Intermittent fasting has become one of the most popular dietary approaches of the past decade, but a key question has always lingered: do the effects last after the program stops? A new study published in Clinical Nutrition, led by researchers at the University of Granada (UGR) in Spain, provides a clear answer — yes, and for at least 12 months.
The study followed 99 adults who were overweight or obese, with half of the participants being women. All 99 received education on following a Mediterranean diet during the first 12 weeks. They were then divided into four groups: a control group that ate across a window of 12 hours or longer, an early fasting group (9 a.m. to 5 p.m.), a late fasting group (1 p.m. to 9 p.m.), and a self-selected group that chose their own eight-hour schedule. All fasting groups followed the popular 16:8 method — 16 hours of fasting, 8 hours of eating.

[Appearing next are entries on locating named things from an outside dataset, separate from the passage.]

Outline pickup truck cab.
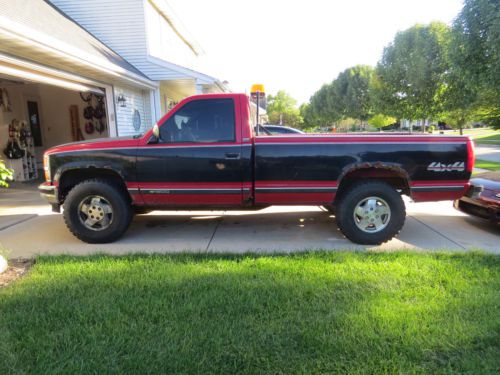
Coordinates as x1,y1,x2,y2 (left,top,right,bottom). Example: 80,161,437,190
39,94,474,244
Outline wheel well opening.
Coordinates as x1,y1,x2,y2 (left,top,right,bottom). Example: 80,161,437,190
59,168,131,203
336,167,411,203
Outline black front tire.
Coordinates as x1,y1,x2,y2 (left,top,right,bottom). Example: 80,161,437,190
63,180,133,243
336,181,406,245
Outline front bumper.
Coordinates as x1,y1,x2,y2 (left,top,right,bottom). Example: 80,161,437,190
38,182,60,212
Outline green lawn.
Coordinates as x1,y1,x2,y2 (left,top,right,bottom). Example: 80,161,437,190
474,159,500,171
0,252,500,374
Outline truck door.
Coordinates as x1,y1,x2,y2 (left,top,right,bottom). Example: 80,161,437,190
137,96,243,207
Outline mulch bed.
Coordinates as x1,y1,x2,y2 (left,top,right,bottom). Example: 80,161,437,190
0,259,35,288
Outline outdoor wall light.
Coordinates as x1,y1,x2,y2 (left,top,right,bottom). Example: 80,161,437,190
116,94,127,107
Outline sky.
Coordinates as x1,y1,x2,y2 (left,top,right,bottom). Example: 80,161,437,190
167,0,462,104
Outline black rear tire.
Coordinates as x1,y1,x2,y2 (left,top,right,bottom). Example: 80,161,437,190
63,180,133,243
335,181,406,245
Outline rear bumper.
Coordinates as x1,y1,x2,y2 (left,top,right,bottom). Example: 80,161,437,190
38,182,60,212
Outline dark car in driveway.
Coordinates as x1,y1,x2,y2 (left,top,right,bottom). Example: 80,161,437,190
454,172,500,223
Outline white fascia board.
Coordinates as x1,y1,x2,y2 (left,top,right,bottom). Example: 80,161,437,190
147,0,204,56
0,53,106,87
147,55,217,85
0,16,156,89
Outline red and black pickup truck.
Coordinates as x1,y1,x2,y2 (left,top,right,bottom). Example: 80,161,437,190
39,94,474,244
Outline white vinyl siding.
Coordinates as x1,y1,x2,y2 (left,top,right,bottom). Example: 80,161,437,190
115,87,152,137
50,0,147,71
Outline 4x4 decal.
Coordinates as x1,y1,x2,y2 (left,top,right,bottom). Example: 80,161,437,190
427,161,465,172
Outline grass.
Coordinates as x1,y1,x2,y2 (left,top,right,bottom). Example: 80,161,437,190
0,252,500,374
474,159,500,171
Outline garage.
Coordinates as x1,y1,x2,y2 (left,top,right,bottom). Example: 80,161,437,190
0,55,114,181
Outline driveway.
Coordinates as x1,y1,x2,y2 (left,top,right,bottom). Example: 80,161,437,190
0,185,500,258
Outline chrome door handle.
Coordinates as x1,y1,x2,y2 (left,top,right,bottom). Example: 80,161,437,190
226,152,240,159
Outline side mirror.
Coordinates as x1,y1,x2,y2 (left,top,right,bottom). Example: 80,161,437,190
148,124,161,144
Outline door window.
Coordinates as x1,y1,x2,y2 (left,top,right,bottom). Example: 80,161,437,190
160,99,235,143
28,100,43,147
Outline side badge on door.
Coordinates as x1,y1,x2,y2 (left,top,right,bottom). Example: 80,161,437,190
427,161,465,172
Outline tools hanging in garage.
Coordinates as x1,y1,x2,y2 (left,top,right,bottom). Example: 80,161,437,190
69,104,85,142
80,92,106,134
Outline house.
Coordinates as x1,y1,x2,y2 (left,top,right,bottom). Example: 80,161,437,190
50,0,228,120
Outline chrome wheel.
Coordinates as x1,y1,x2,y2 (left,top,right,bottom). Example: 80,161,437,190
78,195,113,231
353,197,391,233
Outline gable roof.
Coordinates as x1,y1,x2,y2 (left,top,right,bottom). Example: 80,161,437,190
0,0,156,87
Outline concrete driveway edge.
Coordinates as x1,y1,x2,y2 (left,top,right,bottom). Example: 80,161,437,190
0,255,8,273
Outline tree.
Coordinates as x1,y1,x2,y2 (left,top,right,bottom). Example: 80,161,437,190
0,159,13,187
266,90,303,127
308,65,374,129
372,22,450,131
332,65,374,121
308,82,342,126
450,0,500,128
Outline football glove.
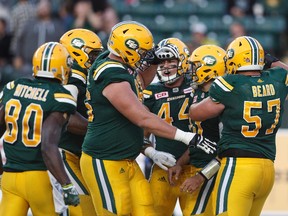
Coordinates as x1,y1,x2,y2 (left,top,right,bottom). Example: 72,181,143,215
62,184,80,206
144,147,176,170
189,134,217,154
264,52,279,69
143,46,163,65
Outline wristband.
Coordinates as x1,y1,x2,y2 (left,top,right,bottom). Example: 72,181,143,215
199,158,221,180
174,129,195,145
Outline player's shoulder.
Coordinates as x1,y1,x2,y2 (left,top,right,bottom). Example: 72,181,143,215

One year after the 12-week intervention ended, both the early and late fasting groups had maintained significantly more weight loss than the control group. Those assigned to the early schedule also preserved a larger reduction in fat mass. Crucially, the lasting benefits did not depend on whether participants ate earlier or later in the day — both windows worked equally well. The researchers also noted that one in three participants chose to continue intermittent fasting on their own during the follow-up year, suggesting the routine is practical enough to integrate into daily life.
Knowledge takeaway: University of Granada study (Clinical Nutrition, July 2026) — 99 overweight/obese adults followed a 12-week 16:8 intermittent fasting program (early or late 8-hour window); both groups maintained significantly more weight loss than the control group one year after the program ended; the early schedule also preserved more fat mass reduction; participants who chose their own eating window saw similar results; one in three voluntarily continued fasting after the study, suggesting the approach is sustainable outside a controlled setting.